Francis was dubbed the "slum pope" in his native Argentina for the amount of time he spent in dangerous areas while he was archbishop there. And in a speech that some say helped get him elected pope, then-Cardinal Jorge Mario Bergoglio told colleagues that the church must "move toward the peripheries, not only geographic but also existential."
Francis is in Brazil for World Youth Day, a church event that takes place about every three years and brings together young Catholics from around the world.
A cold rain Tuesday night didn't stop upward of 500,000 faithful from gathering on Rio's Copacabana beach to mark the event. Clergy celebrated the opening Mass on a huge white stage covered with a bright red carpet as the crowd held aloft flags from dozens of nations.
But Rio's woes didn't stop: The city's main subway lines ground to a halt for two hours, just before the Mass. Officials said an energy cable snapped in a main station.

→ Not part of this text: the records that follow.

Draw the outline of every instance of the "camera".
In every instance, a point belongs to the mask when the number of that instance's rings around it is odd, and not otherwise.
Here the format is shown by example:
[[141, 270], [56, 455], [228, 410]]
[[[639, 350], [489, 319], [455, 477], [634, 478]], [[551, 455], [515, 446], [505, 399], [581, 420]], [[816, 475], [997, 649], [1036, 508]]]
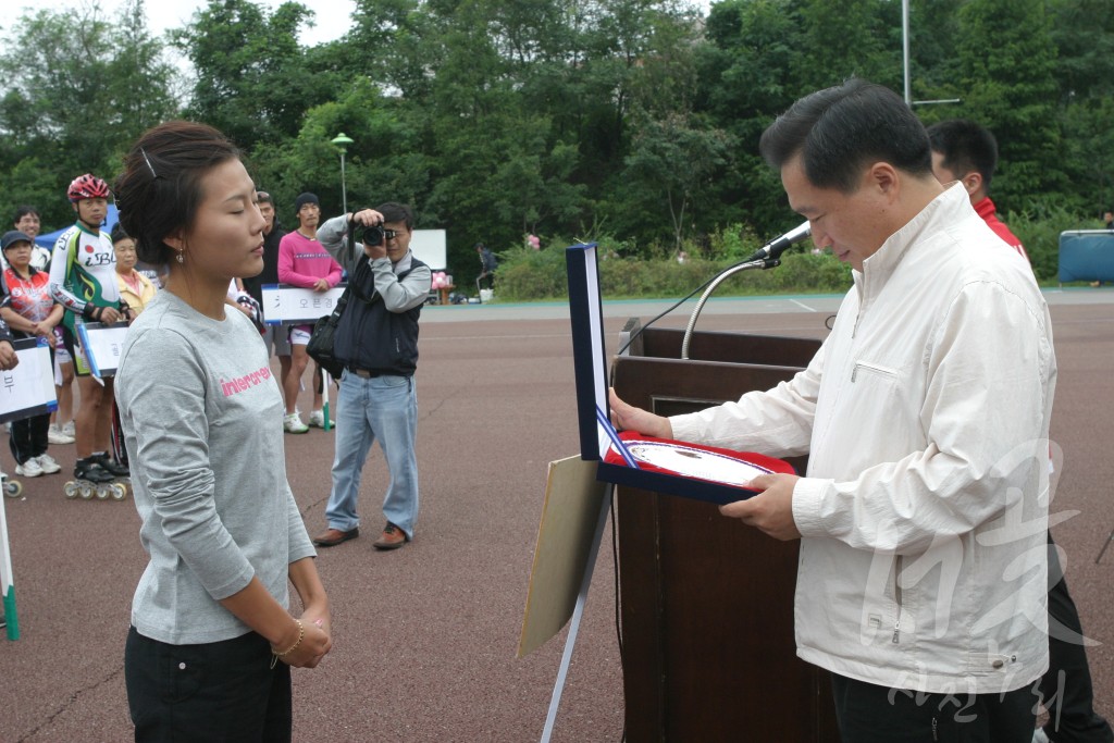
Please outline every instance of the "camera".
[[381, 225], [364, 227], [363, 229], [356, 227], [355, 238], [358, 242], [363, 243], [364, 245], [382, 245], [383, 227]]

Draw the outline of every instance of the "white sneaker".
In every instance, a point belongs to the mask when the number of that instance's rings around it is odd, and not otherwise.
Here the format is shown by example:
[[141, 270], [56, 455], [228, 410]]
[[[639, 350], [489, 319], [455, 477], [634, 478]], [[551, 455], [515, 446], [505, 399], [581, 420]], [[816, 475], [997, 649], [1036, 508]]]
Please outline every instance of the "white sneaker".
[[39, 463], [39, 469], [42, 470], [43, 475], [53, 475], [55, 472], [61, 471], [61, 465], [55, 461], [55, 458], [50, 454], [39, 454], [35, 458], [35, 461]]
[[47, 441], [50, 443], [74, 443], [74, 437], [67, 436], [66, 431], [58, 428], [57, 423], [51, 423], [47, 429]]
[[[323, 410], [312, 410], [310, 411], [310, 426], [314, 428], [325, 427], [325, 412]], [[333, 420], [329, 421], [329, 428], [336, 428], [336, 422]]]
[[305, 433], [310, 427], [302, 422], [302, 417], [297, 413], [286, 416], [282, 421], [282, 430], [287, 433]]
[[39, 462], [33, 459], [28, 459], [22, 465], [16, 465], [16, 475], [20, 477], [39, 477], [42, 475], [42, 468], [39, 467]]

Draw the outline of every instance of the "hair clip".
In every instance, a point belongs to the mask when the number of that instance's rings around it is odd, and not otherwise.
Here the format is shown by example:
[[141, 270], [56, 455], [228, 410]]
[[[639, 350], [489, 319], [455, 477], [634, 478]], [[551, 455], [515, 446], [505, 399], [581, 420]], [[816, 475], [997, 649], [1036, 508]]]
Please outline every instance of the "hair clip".
[[150, 164], [150, 158], [147, 157], [147, 150], [140, 147], [139, 153], [143, 155], [143, 159], [147, 164], [147, 169], [150, 170], [150, 177], [157, 179], [158, 174], [155, 173], [155, 166]]

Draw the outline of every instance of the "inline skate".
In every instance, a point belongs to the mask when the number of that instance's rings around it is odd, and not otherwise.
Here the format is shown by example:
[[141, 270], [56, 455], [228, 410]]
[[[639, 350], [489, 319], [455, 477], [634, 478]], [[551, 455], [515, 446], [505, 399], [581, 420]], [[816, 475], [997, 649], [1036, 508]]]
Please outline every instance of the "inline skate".
[[3, 490], [6, 498], [19, 498], [23, 492], [23, 483], [12, 480], [8, 473], [0, 468], [0, 490]]
[[74, 479], [62, 486], [62, 492], [67, 498], [81, 500], [89, 500], [94, 496], [97, 500], [124, 500], [128, 496], [128, 487], [125, 482], [117, 481], [117, 476], [106, 469], [99, 459], [89, 457], [77, 460]]

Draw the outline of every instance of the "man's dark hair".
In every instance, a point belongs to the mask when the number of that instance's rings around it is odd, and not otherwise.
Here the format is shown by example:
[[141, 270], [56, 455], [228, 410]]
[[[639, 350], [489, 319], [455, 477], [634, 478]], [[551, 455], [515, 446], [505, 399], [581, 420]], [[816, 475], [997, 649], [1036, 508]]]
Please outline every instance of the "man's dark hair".
[[407, 229], [413, 232], [414, 228], [414, 213], [405, 204], [398, 204], [395, 202], [387, 202], [385, 204], [380, 204], [375, 207], [375, 211], [383, 215], [383, 222], [401, 222], [407, 226]]
[[113, 241], [113, 245], [120, 242], [121, 239], [130, 239], [128, 233], [124, 232], [124, 227], [117, 222], [113, 225], [113, 232], [109, 233], [109, 237]]
[[762, 133], [759, 151], [778, 169], [800, 154], [812, 185], [844, 194], [859, 188], [871, 163], [918, 176], [932, 173], [920, 119], [896, 92], [859, 78], [798, 100]]
[[971, 170], [983, 176], [983, 186], [998, 167], [998, 140], [984, 126], [967, 119], [950, 119], [928, 127], [932, 151], [944, 156], [940, 164], [962, 177]]
[[16, 207], [16, 218], [11, 221], [12, 224], [16, 224], [28, 214], [39, 216], [39, 209], [35, 208], [33, 206], [30, 206], [29, 204], [20, 204], [19, 206]]

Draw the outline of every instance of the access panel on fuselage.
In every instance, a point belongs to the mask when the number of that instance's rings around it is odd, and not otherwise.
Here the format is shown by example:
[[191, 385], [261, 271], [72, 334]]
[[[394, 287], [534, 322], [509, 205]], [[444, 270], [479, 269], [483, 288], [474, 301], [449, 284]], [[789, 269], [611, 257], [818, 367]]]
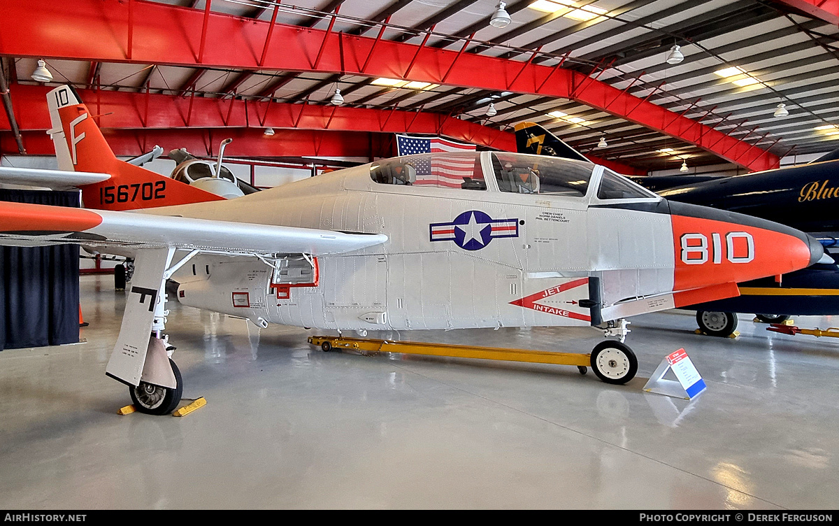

The pope had no public events Tuesday. On Wednesday, he travels to Aparecida, where the governor said 1,800 police will provide security. Plans are for Francis to use his open-air popemobile for the one-kilometer (half-mile) trip from a helipad to the Aparecida basilica, where he'll celebrate Mass.
He's traveling to the town to venerate the Virgin of Aparecida, Brazil's patron saint. About 200,000 faithful are expected to pack into the normally sleepy hamlet, where Francis is expected to greet crowds from a balcony.
Francis normally uses the open-air vehicle in St. Peter's Square, which is ringed with Vatican and Italian police, and where the faithful are fenced into pens as bodyguards trail him. And despite the change to a closed car for the pope's Wednesday drive in Rio, church officials gave no indication of any shift away from his plan to use the open popemobile in substantially less controlled conditions this week: at a welcome speech on Copacabana beach Thursday, a Way of the Cross procession Friday, and a weekend vigil and Mass in a rural part of Rio.
Lombardi said the pontiff decided not to use his bulletproof popemobile at those events so he could be closer to people and interact with them.
Security experts said the scene on Rio's streets Monday show how challenging it is to strike the right balance in protecting the outgoing pope.
"From the point of view of a head of state, and the pope is a head of state, it's unacceptable what happened," said Paulo Storani, a Rio-based security consultant who spent nearly 30 years on the city's police force and was a captain in an elite unit used to clear out slums. "On the other hand, in the case of a head of a church and having a charismatic figure like this pope, the situation is different because he wants to be close to the people."
Ignacio Cano, a researcher at the Violence Analysis Center at Rio de Janeiro State University, said that although authorities would like to surround the pope with protection, that "goes against the message he wants to impart, which is one of simplicity, openness and approximation."
Associated Press writers Marco Sibaja and Vivian Sequera in Rio de Janeiro and Stan Lehman in Sao Paulo contributed to this report.